39741 Komm

Discovery
- Discovered by: R. Tucker
- Discovery site: Goodricke–Pigott Obs.
- Discovery date: 9 January 1997

Designations
- Named after: Rudolf Komm (helioseismologist)
- Alternative designations: 1997 AT_{6} · 1999 LM_{28}
- Minor planet category: Mars crosser

Orbital characteristics
- Epoch 4 September 2017 (JD 2458000.5)
- Uncertainty parameter 0
- Observation arc: 20.15 yr (7,358 days)
- Aphelion: 2.9461 AU
- Perihelion: 1.4189 AU
- Semi-major axis: 2.1825 AU
- Eccentricity: 0.3499
- Orbital period (sidereal): 3.22 yr (1,178 days)
- Mean anomaly: 175.16°
- Mean motion: 0° 18^{m} 20.52^{s} / day
- Inclination: 6.3383°
- Longitude of ascending node: 225.71°
- Argument of perihelion: 126.19°
- Earth MOID: 0.4267 AU

Physical characteristics
- Dimensions: 2.15 km (calculated)
- Synodic rotation period: 5.95±0.01 h
- Geometric albedo: 0.20 (assumed)
- Spectral type: S
- Absolute magnitude (H): 15.7

= 39741 Komm =

Mars-crossing asteroid

39741 Komm (provisional designation ') is a stony asteroid and eccentric Mars-crosser from the innermost regions of the asteroid belt, approximately 2 kilometers in diameter. It was discovered on 9 January 1997, by American astronomer Roy Tucker at Goodricke-Pigott Observatory in Tucson, Arizona, United States. The asteroid was named for American helioseismologist Rudolf Komm.

== Orbit and classification ==
Komm orbits the Sun in the inner main-belt at a distance of 1.4–2.9 AU once every 3 years and 3 months (1,178 days). Its orbit has an eccentricity of 0.35 and an inclination of 6° with respect to the ecliptic. As no precoveries were taken, the asteroid's observation arc begins with its official discovery observation.

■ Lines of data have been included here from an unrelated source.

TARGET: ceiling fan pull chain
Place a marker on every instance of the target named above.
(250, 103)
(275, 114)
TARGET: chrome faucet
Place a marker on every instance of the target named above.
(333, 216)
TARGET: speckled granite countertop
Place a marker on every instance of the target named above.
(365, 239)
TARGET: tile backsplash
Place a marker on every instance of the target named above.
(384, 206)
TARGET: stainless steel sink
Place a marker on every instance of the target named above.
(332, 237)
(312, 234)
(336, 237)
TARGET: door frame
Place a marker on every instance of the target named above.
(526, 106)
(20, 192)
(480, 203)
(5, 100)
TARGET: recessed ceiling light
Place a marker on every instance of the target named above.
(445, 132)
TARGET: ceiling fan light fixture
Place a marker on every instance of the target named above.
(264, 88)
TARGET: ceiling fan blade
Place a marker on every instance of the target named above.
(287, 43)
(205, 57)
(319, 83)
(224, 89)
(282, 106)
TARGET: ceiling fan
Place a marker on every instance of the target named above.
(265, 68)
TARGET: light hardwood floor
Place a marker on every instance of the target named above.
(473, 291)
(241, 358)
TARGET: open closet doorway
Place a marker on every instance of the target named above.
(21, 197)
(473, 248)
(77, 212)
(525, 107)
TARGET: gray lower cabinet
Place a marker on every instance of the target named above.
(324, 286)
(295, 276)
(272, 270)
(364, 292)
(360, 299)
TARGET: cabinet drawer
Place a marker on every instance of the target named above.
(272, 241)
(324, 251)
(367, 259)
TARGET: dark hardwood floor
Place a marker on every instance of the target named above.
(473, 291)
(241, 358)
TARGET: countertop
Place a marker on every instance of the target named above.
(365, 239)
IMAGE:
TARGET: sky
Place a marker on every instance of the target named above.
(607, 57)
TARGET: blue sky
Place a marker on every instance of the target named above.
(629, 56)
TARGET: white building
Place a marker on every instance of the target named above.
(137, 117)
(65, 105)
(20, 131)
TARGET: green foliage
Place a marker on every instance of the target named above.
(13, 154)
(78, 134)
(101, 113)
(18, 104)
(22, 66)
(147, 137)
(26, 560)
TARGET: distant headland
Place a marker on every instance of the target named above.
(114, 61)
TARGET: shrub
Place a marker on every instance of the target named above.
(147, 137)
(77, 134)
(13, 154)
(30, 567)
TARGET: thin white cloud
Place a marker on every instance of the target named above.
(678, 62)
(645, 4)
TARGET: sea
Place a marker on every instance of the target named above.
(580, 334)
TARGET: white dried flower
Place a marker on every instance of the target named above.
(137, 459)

== Physical characteristics ==

=== Rotation and shape ===
In October 2009, the first and so far only rotational lightcurve of Komm was obtained by French amateur astronomer René Roy. It gave a well-defined rotation period of 5.95±0.01 hours with a high brightness variation of 0.83 magnitude, indicative of a non-spheroidal shape (U=3).

=== Diameter and albedo ===
The Collaborative Asteroid Lightcurve Link assumes a standard albedo for stony asteroids of 0.20 and calculates a diameter of 2.15 kilometers with an absolute magnitude of 15.7.

== Naming ==
This minor planet was named after Rudolf Walter Komm (born 1957), an American helioseismologist, who contributed in the study of solar activity. The official naming citation was published by the Minor Planet Center on 6 August 2003 (M.P.C. 49283).